Tantangan di Tengah Kemajuan
Meski banyak pujian, tantangan masih ada. Notifikasi yang kadang terlambat, atau antarmuka yang membingungkan bagi pengguna baru, menjadi catatan.
Keinginan agar semua transaksi cukup dengan sidik jari juga jadi harapan umum—khususnya dari generasi muda pengguna BRImo.

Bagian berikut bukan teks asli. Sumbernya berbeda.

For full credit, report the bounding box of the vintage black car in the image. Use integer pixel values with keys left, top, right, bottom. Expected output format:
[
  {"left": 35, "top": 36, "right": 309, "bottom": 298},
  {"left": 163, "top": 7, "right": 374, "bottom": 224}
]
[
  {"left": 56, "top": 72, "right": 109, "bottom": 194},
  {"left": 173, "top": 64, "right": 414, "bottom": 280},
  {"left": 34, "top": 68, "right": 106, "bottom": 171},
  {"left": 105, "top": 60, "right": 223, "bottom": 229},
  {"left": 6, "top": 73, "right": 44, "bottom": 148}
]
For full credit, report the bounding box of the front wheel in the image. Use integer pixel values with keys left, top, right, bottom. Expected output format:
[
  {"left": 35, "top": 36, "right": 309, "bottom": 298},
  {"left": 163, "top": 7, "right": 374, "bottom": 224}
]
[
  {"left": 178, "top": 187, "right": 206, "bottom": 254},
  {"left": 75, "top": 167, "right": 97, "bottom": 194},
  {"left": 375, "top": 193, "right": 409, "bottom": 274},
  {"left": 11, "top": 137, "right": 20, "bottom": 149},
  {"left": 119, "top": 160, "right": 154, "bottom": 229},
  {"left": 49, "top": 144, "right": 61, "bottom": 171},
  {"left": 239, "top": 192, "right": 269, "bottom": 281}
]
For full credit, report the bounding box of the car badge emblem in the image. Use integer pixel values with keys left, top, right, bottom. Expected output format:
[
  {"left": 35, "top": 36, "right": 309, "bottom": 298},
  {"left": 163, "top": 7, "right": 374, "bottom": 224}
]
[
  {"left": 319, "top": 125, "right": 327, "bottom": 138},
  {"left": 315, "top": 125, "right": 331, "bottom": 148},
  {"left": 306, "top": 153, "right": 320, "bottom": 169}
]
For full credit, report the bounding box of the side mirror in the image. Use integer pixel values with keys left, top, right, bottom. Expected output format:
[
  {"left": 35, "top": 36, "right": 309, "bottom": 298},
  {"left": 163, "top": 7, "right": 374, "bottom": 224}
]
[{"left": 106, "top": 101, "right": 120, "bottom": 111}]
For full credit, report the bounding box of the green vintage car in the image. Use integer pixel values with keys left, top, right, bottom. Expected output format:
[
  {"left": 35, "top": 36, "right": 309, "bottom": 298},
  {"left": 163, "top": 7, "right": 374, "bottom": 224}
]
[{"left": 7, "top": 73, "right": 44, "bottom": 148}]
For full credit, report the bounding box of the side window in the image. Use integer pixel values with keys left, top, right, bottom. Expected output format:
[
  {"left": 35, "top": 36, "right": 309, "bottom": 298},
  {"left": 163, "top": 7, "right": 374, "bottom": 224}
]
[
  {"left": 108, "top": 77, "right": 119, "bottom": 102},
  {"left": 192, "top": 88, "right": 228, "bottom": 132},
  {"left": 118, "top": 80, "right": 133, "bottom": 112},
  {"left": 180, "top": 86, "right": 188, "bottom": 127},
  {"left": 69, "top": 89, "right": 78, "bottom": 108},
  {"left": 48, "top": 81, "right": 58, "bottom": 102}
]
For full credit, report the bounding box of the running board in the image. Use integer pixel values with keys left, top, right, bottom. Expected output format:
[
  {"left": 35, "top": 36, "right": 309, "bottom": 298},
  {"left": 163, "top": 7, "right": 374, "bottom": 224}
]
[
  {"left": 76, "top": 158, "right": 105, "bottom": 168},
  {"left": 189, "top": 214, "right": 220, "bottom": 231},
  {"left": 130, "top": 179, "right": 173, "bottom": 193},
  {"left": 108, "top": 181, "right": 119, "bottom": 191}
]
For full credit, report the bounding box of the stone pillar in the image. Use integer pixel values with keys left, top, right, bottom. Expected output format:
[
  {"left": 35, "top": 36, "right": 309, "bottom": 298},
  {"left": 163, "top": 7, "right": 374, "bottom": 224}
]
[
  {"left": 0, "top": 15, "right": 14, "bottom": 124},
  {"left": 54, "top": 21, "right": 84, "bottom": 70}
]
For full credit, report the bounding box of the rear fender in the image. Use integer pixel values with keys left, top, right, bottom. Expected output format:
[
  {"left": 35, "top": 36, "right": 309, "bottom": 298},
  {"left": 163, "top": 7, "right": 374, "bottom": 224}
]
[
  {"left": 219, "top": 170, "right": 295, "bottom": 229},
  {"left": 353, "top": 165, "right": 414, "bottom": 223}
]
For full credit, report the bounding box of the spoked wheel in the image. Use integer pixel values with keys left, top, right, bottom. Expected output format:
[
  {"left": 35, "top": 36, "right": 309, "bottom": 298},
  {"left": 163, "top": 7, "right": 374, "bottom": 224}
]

Namun satu hal yang pasti: adopsi teknologi tak bisa dibendung. UMKM yang mampu menyesuaikan diri, punya peluang lebih besar untuk bertahan dan melesat.
BRImo bukan lagi sekadar alat bantu perbankan. Ia adalah jembatan yang menghubungkan para pelaku UMKM dengan ekosistem digital yang lebih luas.
Dari warung kopi kecil di Tarutung hingga produsen rempah di pinggir Danau Toba, BRImo menjadi teman setia dalam perjalanan menuju kemandirian finansial.
Digitalisasi UMKM bukan tren musiman. Ini adalah gerakan besar menuju ekonomi yang inklusif, modern, dan tangguh.
Dan di tengah semua itu, BRImo berdiri sebagai simbol bahwa kemudahan, keamanan, dan efisiensi bisa hadir dalam satu genggaman—dan membawa harapan baru untuk ekonomi bangsa.